何度でも生まれ変わる木材
みなさん、こんにちは。北海道内で「歴史的建造物の保存再生」活動をしています。「えっ?建物の保存が、どうして木育なの?」って声が聞こえそう。でも見てください。
この写真は、昭和2年の建物に使われていた材料を1つ1つ手作業で外して、カビないよう折れないよう、大切に保管する作業途中の写真です。一番奥にある、ちょっと変わった斜めの窓が見えますか?
この窓は、応接室と階段をつなぐ窓で、この材料が新しい建物にはめ込まれたものが、次の写真です。
昭和2年に作られた木の古材がそのまま使われて、新しい建物に納まっています。木は、古くなっても手入れと保存状態が良ければ、何度でも生まれ変わる要素を持っている、大切な建築材料です。これがコンクリートの場合には、部品ごとに扱うことができないので、更新がとても大変です。皆さんの周りにも、立て直すことが容易でない老朽化したマンションがあると思います。

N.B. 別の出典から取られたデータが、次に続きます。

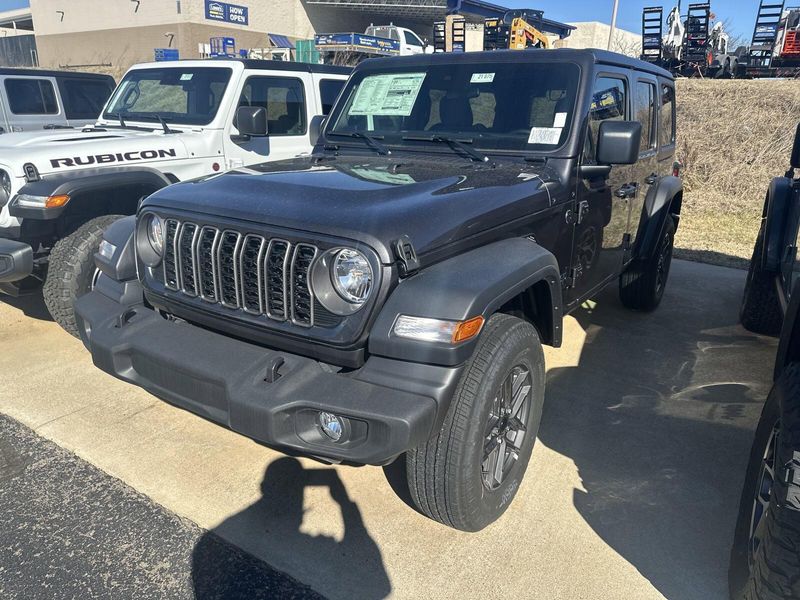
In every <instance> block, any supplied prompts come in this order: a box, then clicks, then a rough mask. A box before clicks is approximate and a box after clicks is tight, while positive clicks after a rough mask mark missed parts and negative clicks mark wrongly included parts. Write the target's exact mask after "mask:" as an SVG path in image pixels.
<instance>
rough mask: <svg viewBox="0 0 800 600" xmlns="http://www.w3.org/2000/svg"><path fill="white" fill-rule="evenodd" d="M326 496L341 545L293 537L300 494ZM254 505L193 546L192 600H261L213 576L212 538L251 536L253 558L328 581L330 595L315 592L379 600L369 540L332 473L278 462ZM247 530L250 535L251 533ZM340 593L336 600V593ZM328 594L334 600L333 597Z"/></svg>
mask: <svg viewBox="0 0 800 600" xmlns="http://www.w3.org/2000/svg"><path fill="white" fill-rule="evenodd" d="M310 487H323V488H327V490H328V491H329V493H330V497H331V499H332V500H333V501H334V502H335V503H336V504H337V505H338V506H339V509H340V511H341V516H342V522H343V525H344V534H343V536H342V539H341V540H337V539H336V538H335V537H332V536H328V535H324V534H321V535H311V534H308V533H305V532H303V531H301V527H302V525H303V518H304V514H305V511H304V508H303V503H304V494H305V490H306V488H310ZM261 492H262V497H261V498H260V499H259V500H258V501H257V502H255V503H254V504H252V505H251V506H249V507H248V508H246V509H244V510H243V511H241V512H239V513H237V514H235V515H233V516H231V517H229V518H228V519H226V520H225V521H224V522H222V523H221V524H220V525H219V526H218V527H216V528H214V530H213V532H210V533H207V534H206V535H204V536H203V538H202V539H201V540H200V541H199V542H198V544H197V546H196V547H195V550H194V552H193V556H192V580H193V583H194V587H195V596H196V598H198V599H199V600H210V599H212V598H219V599H222V598H224V599H226V600H227V599H234V598H242V599H244V598H261V597H269V596H268V595H267V596H262V595H260V594H259V590H253V589H251V588H248V585H247V582H244V581H241V578H240V574H239V573H238V572H235V571H228V572H225V573H223V574H221V573H220V572H219V571H220V569H224V565H220V564H219V563H218V562H217V561H216V560H215V556H214V552H213V548H214V547H215V546H214V545H215V538H216V535H219V536H221V537H223V538H227V539H241V536H242V532H249V534H250V536H249V537H251V538H252V537H253V534H254V533H255V534H256V535H257V538H258V539H259V542H257V543H259V544H260V545H261V548H259V551H258V552H257V553H256V555H257V556H262V557H266V558H267V561H269V556H271V555H272V556H274V555H276V554H277V553H280V555H281V556H282V557H283V558H284V559H285V560H289V561H291V562H293V563H295V564H297V565H299V568H297V569H293V572H295V573H297V572H302V571H303V570H307V571H317V573H316V574H315V577H314V579H316V580H317V581H319V580H323V581H330V582H331V586H332V588H335V590H332V591H326V590H316V591H318V592H320V593H322V594H326V593H331V595H335V596H339V597H351V598H359V599H363V600H380V599H382V598H386V597H387V596H388V595H389V593H390V592H391V590H392V586H391V582H390V580H389V576H388V574H387V572H386V569H385V567H384V565H383V559H382V556H381V552H380V549H379V548H378V545H377V544H376V543H375V541H374V540H373V539H372V538H371V537H370V535H369V532H368V531H367V529H366V527H365V525H364V521H363V519H362V516H361V511H360V510H359V508H358V506H357V505H356V503H355V502H353V501H352V500H351V499H350V497H349V496H348V494H347V490H346V489H345V487H344V484H343V483H342V480H341V479H340V478H339V475H338V473H337V472H336V470H335V469H333V468H314V469H306V468H304V467H303V465H302V464H301V463H300V461H299V460H297V459H296V458H292V457H282V458H278V459H276V460H275V461H273V462H272V463H270V464H269V466H268V467H267V470H266V472H265V474H264V479H263V481H262V484H261ZM254 529H255V530H256V531H254ZM343 591H344V593H343ZM334 592H335V593H334Z"/></svg>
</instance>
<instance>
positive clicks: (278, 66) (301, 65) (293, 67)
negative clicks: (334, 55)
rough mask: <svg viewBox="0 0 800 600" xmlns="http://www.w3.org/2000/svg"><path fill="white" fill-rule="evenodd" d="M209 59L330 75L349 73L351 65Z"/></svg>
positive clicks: (293, 70) (279, 61)
mask: <svg viewBox="0 0 800 600" xmlns="http://www.w3.org/2000/svg"><path fill="white" fill-rule="evenodd" d="M211 60H231V61H237V62H240V63H242V64H243V65H244V68H245V69H269V70H271V71H294V72H295V73H296V72H297V71H303V72H306V73H328V74H331V75H350V73H352V72H353V68H352V67H336V66H333V65H314V64H311V63H296V62H291V61H288V60H260V59H256V58H226V57H224V56H222V57H219V58H215V59H211Z"/></svg>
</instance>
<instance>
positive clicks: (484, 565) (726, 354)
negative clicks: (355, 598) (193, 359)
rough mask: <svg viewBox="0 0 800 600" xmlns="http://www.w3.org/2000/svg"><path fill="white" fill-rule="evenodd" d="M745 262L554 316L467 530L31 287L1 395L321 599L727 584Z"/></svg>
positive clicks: (70, 448)
mask: <svg viewBox="0 0 800 600" xmlns="http://www.w3.org/2000/svg"><path fill="white" fill-rule="evenodd" d="M744 278H745V273H744V272H743V271H738V270H732V269H725V268H721V267H712V266H708V265H701V264H695V263H688V262H682V261H676V262H675V263H674V265H673V271H672V274H671V279H670V283H669V287H668V289H667V293H666V296H665V298H664V302H663V304H662V306H661V308H660V309H659V310H658V311H656V312H655V313H653V314H636V313H631V312H628V311H626V310H625V309H623V308H622V307H621V305H620V304H619V302H618V300H617V298H616V290H609V291H607V292H605V293H603V294H602V295H601V296H600V297H599V298H597V301H596V302H593V303H588V304H587V305H586V306H584V307H583V308H581V309H580V310H579V311H578V312H577V313H576V314H574V315H573V316H571V317H569V318H568V319H567V322H566V331H565V340H566V341H565V346H564V347H563V348H561V349H559V350H548V351H547V352H546V357H547V372H548V374H547V377H548V392H547V401H546V405H545V412H544V418H543V423H542V428H541V430H540V432H539V441H538V442H537V446H536V449H535V451H534V453H533V457H532V459H531V464H530V466H529V469H528V474H527V477H526V480H525V482H524V484H523V486H522V488H521V489H520V492H519V494H518V496H517V498H516V500H515V502H514V503H513V504H512V506H511V508H510V510H509V511H508V513H507V514H506V515H505V516H504V517H503V518H502V519H501V520H500V521H498V522H497V523H496V524H494V525H493V526H491V527H489V528H487V529H486V530H484V531H483V532H480V533H477V534H466V533H460V532H456V531H452V530H449V529H446V528H444V527H442V526H440V525H437V524H436V523H433V522H431V521H429V520H427V519H426V518H425V517H423V516H421V515H420V514H418V513H417V512H416V511H415V510H414V509H413V508H412V507H411V506H410V505H409V504H408V498H407V495H406V494H404V492H403V489H402V484H403V482H402V465H399V464H396V465H392V466H390V467H388V468H386V469H379V468H373V467H368V468H367V467H365V468H352V467H330V466H326V465H321V464H319V463H316V462H313V461H311V460H305V459H304V460H297V459H293V458H287V457H284V456H283V455H281V454H280V453H278V452H275V451H273V450H270V449H267V448H264V447H262V446H259V445H257V444H255V443H253V442H251V441H249V440H247V439H245V438H242V437H240V436H238V435H237V434H234V433H231V432H229V431H226V430H224V429H221V428H220V427H218V426H216V425H213V424H211V423H209V422H206V421H204V420H203V419H200V418H198V417H195V416H193V415H191V414H190V413H187V412H184V411H182V410H180V409H177V408H174V407H172V406H170V405H168V404H166V403H164V402H162V401H160V400H158V399H156V398H154V397H153V396H150V395H149V394H147V393H145V392H143V391H141V390H139V389H137V388H134V387H132V386H129V385H127V384H124V383H122V382H120V381H117V380H115V379H113V378H111V377H110V376H107V375H105V374H104V373H102V372H100V371H99V370H97V369H95V368H94V367H93V365H92V364H91V360H90V357H89V355H88V354H87V353H86V352H85V351H84V349H83V347H82V346H81V344H80V342H78V341H77V340H75V339H73V338H71V337H69V336H68V335H67V334H65V333H64V332H62V331H61V330H59V328H58V327H57V326H56V325H55V324H54V323H52V322H50V321H49V319H47V317H46V313H45V311H44V308H43V306H42V304H41V301H39V300H37V299H36V298H26V299H17V300H8V299H6V300H5V301H3V302H0V348H1V349H2V351H1V352H0V373H1V374H2V384H1V386H2V387H0V412H1V413H4V414H6V415H8V416H10V417H12V418H14V419H16V420H18V421H20V422H22V423H23V424H25V425H27V426H29V427H31V428H32V429H33V430H35V431H36V432H37V433H38V434H39V435H41V436H43V437H45V438H48V439H49V440H52V441H53V442H55V443H56V444H58V445H59V446H61V447H62V448H65V449H67V450H70V451H72V452H74V453H75V454H77V455H78V456H79V457H81V458H83V459H85V460H86V461H88V462H89V463H92V464H93V465H95V466H97V467H99V468H100V469H101V470H102V471H105V472H106V473H108V474H110V475H112V476H114V477H117V478H119V479H120V480H121V481H122V482H124V483H126V484H128V485H129V486H131V487H132V488H134V489H135V490H137V491H139V492H141V493H143V494H145V495H146V496H148V497H149V498H151V499H152V500H154V501H155V502H156V503H158V504H160V505H161V506H163V507H164V508H165V509H167V511H170V512H172V513H174V514H176V515H178V516H180V517H184V518H186V519H189V520H191V521H192V522H193V523H195V524H197V525H198V526H199V527H201V528H203V529H205V530H209V531H213V532H215V533H217V534H218V535H219V536H221V537H222V538H223V539H225V540H227V541H228V542H230V543H231V544H233V545H235V546H238V547H239V548H241V549H243V550H245V551H246V552H249V553H251V554H252V555H254V556H255V557H257V558H260V559H262V560H263V561H265V562H266V563H268V564H269V565H271V566H273V567H274V568H276V569H279V570H281V571H284V572H286V573H287V574H289V575H290V576H291V577H293V578H295V579H297V580H299V581H300V582H302V583H305V584H308V585H310V586H311V587H312V588H313V590H315V591H317V592H319V593H321V594H323V595H325V596H327V597H330V598H333V599H339V598H341V599H351V598H376V599H377V598H384V597H386V596H391V597H396V598H476V597H481V598H486V597H492V598H499V597H514V598H537V599H538V598H542V599H559V598H564V599H576V598H615V599H618V598H636V599H640V598H643V599H644V598H664V597H665V598H669V599H670V600H684V599H695V598H696V599H703V600H713V599H723V598H725V597H726V596H727V593H726V568H727V555H728V552H729V548H730V541H731V534H732V530H733V524H734V518H735V510H736V506H737V503H738V497H739V491H740V486H741V482H742V477H743V474H744V473H743V471H744V465H745V461H746V457H747V453H748V451H749V446H750V443H751V439H752V431H753V429H754V426H755V423H756V421H757V419H758V414H759V411H760V408H761V403H762V402H763V399H764V398H765V397H766V394H767V392H768V390H769V386H770V383H771V381H770V380H771V370H772V361H773V359H774V353H775V346H776V344H775V341H774V340H771V339H768V338H763V337H759V336H756V335H753V334H750V333H748V332H746V331H744V330H743V329H742V328H741V327H740V326H739V325H738V324H737V311H738V305H739V299H740V296H741V291H742V287H743V284H744ZM3 510H4V508H2V507H0V522H2V519H3V518H2V511H3ZM6 510H7V509H6ZM119 518H120V519H124V518H125V517H124V515H120V516H119ZM117 526H122V524H119V525H118V524H117V523H116V522H113V521H110V522H108V527H117ZM0 562H2V557H0ZM0 566H1V565H0ZM194 568H195V569H200V570H203V569H207V570H215V569H219V568H221V567H220V566H219V565H218V564H215V563H213V562H208V564H202V563H201V564H197V565H194ZM222 568H224V567H222Z"/></svg>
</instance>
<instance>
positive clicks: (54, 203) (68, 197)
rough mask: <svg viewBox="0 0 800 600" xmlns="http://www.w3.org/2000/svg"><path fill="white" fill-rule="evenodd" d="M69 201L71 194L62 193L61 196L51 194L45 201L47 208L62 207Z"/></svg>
mask: <svg viewBox="0 0 800 600" xmlns="http://www.w3.org/2000/svg"><path fill="white" fill-rule="evenodd" d="M67 202H69V196H67V195H66V194H62V195H60V196H50V197H49V198H48V199H47V200H46V201H45V203H44V207H45V208H60V207H62V206H64V205H65V204H66V203H67Z"/></svg>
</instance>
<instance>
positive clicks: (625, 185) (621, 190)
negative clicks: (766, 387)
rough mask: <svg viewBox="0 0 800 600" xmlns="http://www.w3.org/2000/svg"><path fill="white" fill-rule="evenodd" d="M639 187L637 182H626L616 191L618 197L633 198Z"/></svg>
mask: <svg viewBox="0 0 800 600" xmlns="http://www.w3.org/2000/svg"><path fill="white" fill-rule="evenodd" d="M638 187H639V186H638V185H636V184H635V183H626V184H625V185H623V186H622V187H621V188H619V189H618V190H617V191H616V192H614V193H615V195H616V196H617V198H633V197H634V196H635V195H636V190H637V189H638Z"/></svg>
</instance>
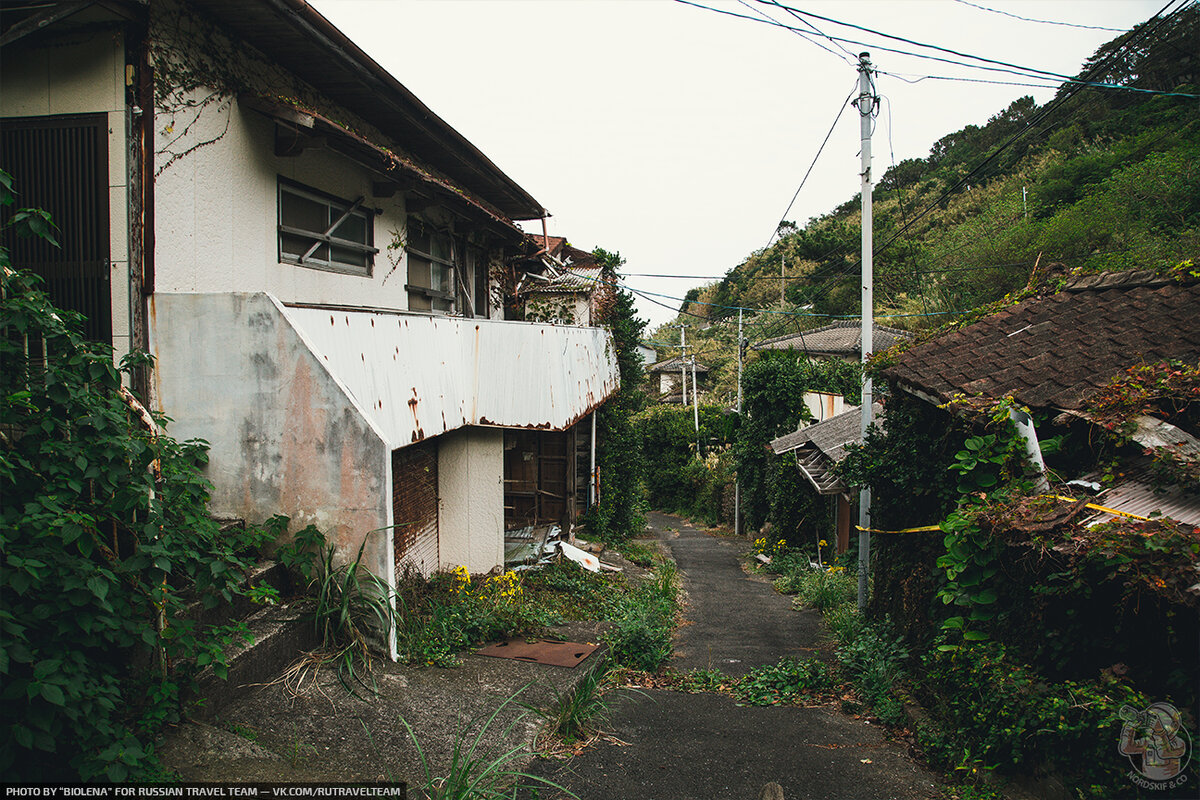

建築物にとって、木は最も扱いやすく且つ更新のしやすい材料で、ちゃんと手入れをすれば長く保てることは、奈良や京都の建物を見れば歴然です。でも一方で火災に弱く、雪国である北海道では寒さの対策が必要になります。しかし、このような古い材料を使った喫茶店や居酒屋さんが「落ち着く、和む」という理由から、大繁盛しています。中には、完全に新築で材料を古く見せているだけの偽者?もありますが、「古い木の材=古材(こざい)」が人々から愛されるものだということに変わりはありません。基本的に建物を丸ごと保存活用することが私の活動なので、出来るだけ建物ごとの保存の可能性を探り、どうしてもどうしてもダメな時は古材としての活用を探ることになります。この建物の時は、写真で見えている細い材が折れてしまい、色や木の種類が変わってしまうので、同じ建物の床材を細く切って再利用しました。かかわった棟梁が腕を振るった作品です。
建物丸ごとは残せなかったけれど、出来る限りの古材を運び、再利用することが出来たのが、この旧小熊邸です。
古い木の建物を見たら、材料になって活きている木のことを思って、大切にしてください。そして、その建物を壊すことは木の命も殺すことに成りかねないことを考えてくださるとありがたいです。